5.フレームワークがあればナレッジをためやすい
このように、きちんとしたフレームワークに沿って業務を設計しておけば、ナレッジはたまりやすくなります。
ただなんとなく個人の思いつきやセンスで課題や問題を洗い出していても、それは組織の問題になりにくく、知見もたまりにくいです。
一方、インシデント管理、問題管理、リリース管理などの標準フレームワークに沿って管理していれば、そこに乗っかってくる情報やノウハウは蓄積、分析、比較しやすくなります。
- ■インシデントの発生傾向やクローズ率
- ■重大な問題に関する知見
- ■リリース品質、リリースのプロセスにおける運用者のノウハウ
ナレッジ管理というと、わざわざナレッジ管理のためのデータベースを作って、わざわざそこにノウハウを登録させて、わざわざ閲覧させる…ような大げさな取り組みを想像しがち(そして、なかなか定着しない)。
それよりも、日々の運用をフレームワークに沿ってしっかり設計し、自然の流れでナレッジがたまるようにするほうが効果的でしょう。
フレームワークは、組織のナレッジ蓄積と流通を促進する屋台骨でもあるのです。
6.そろそろサービス志向にシフトしよう
世の中、サービス志向に変わりつつあります。
これまでのオンプレミス型から、クラウド型へ。それに伴い、私たちシステム管理者も、運用エンジニアも意識を変えていかなければなりません。
長年磐石だった、金融機関のレガシーシステムの運用保守部隊とて、もはや安心してはいられません。”Fintech”の勢いは目を見張るものがあります。
金融システムのオープン化、共通サービス化の流れは間違いなく加速するでしょう。
井の中の蛙になっていてはいけない。
汎用的、標準的なフレームワークを積極的に身に着ける。実践する。フレームワークを駆使して、顧客のビジネスの課題を解決する、提案する、実践する。
これからのIT屋はそれができてなんぼです。
ありがたいことに、私たちはITIL®を筆頭とするサービスマネジメントのフレームワークに触れる機会に恵まれています。

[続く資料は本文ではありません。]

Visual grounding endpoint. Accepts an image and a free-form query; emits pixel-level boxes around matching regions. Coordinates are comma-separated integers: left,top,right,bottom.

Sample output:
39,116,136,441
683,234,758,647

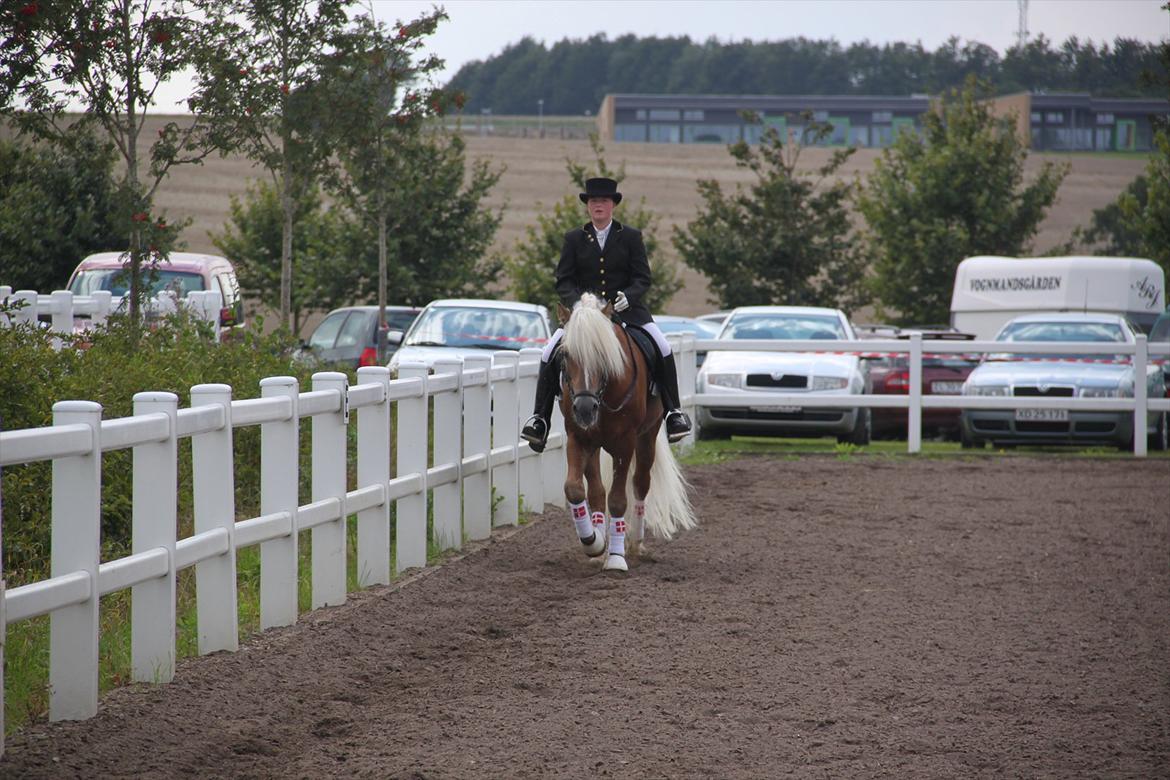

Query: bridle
560,325,638,414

ITIL®はサービスマネジメントの世界共通のフレームワーク。すなわち、きちんと学べばグローバルに通用する人材になり得るということです。
時代を見据え、汎用力あるシステム管理者、運用エンジニアを目指しましょう!
—
次回は5つのヒューマンスキルの4つ目、「関係構築力」を解説します。
自動化の流れに不安になりすぎる必要はありません。私たちシステム管理者ゆえの強みは間違いなくあります。
ただし、今までと同じやり方、昨日と同じ考え方では、間違いなく明日はないでしょう。
私たちの強みと脅威を冷静に見つめ、明日を生きる「システム管理者2.0」にバージョンアップしましょう!